The particular structure of Indicators Of Compromise allows us to use regular expression (Regex) rules to find them in the text. While different, all these indicators share a common structure across each type, which can be recognized with Regex rules without applying NLP techniques. Some examples of the types of IOCs supported by IOC Finder can be found in the following Table. In this repository we include our fork for IOC Finder that adapts to our framework.
IOC Type | IOC Structure |
---|---|
ATT&CK Techniques | T1518 or T1518.001 |
CVEs | CVE-2021-44228 |
Email Addresses | example@mail.com |
File Paths | /path/to/file |
MD5s | e802c6b77dd5842906ed96ab1674c525 |
After finding IOCs, all other entities of interest do not share a common structure and thus cannot be found through regular expression rules. Thus, we leverage a rich Knowledge Base integrated with multiple OSINT that explicitly indicate which names represent important entities and allow us to link them to their correct entity type. In this repository, we include the nationalities.csv
file that we use to extract locations.
While malwares and threat actors are often explicitly mentioned, some other entities are not and can be referenced without categorically stating their names. It is the case of tactics and techniques. We retrained rcATT from scratch with new techniques and tactics. Also, to address one of the limitations and future works of the paper presenting rcATT, we expanded the training dataset with more data from MITRE ATT&CK descriptions and external sources for each tactic and technique.

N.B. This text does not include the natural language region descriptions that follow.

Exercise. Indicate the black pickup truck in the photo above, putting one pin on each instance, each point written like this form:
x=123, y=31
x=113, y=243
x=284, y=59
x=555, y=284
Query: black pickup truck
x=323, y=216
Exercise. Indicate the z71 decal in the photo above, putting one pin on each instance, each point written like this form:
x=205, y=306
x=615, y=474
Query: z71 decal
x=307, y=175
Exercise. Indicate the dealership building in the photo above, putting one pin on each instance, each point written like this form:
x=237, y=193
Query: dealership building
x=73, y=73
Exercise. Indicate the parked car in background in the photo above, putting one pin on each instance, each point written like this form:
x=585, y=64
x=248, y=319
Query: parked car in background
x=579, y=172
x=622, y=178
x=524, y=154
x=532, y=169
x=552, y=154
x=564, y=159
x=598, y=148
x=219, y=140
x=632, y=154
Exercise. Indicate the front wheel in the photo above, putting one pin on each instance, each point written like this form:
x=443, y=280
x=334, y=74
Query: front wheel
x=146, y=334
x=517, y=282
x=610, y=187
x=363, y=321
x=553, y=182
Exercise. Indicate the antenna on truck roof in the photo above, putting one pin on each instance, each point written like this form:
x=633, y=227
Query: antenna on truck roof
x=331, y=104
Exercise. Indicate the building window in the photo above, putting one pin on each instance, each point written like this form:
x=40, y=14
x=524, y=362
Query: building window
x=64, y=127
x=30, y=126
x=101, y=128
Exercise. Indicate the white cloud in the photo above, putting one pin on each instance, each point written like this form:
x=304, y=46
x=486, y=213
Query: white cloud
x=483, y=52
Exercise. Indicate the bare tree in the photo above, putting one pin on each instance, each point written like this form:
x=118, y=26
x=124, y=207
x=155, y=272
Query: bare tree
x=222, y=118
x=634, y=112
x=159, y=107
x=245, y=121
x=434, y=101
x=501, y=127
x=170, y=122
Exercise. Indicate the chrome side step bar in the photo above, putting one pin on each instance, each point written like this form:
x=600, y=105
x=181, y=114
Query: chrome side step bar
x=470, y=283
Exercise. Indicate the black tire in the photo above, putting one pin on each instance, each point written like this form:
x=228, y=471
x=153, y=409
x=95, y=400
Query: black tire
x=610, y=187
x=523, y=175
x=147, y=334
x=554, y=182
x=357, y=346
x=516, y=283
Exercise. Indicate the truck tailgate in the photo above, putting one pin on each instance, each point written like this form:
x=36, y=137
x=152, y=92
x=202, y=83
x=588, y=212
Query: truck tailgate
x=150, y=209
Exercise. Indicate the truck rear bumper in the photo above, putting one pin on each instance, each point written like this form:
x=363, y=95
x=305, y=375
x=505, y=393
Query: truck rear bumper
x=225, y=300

This module can retrieve relations between the found entities while processing the sentences in the raw text. While submodules and parameters are detailed in the paper, in this repository we include the relationships that have been used for the comparison. Indeed, while STIX include SROs in their documentation, we translate them to be compliant with our framework for the comparison with relationships found in the report.
Given the lack of available annotated reports in the literature, we generated our own dataset of CTI reports to evaluate our model. Each report treats a group or threat actor from the MITRE ATT&CK framework. All their related data has been extracted from their official descriptions and the external sources listed by the ATT&CK APIs. We then manually label each report with LabelStudio, a free and open-source software for data labeling. Annotations are exported in a JSON file and can be graphically visualized through the LabelStudio software.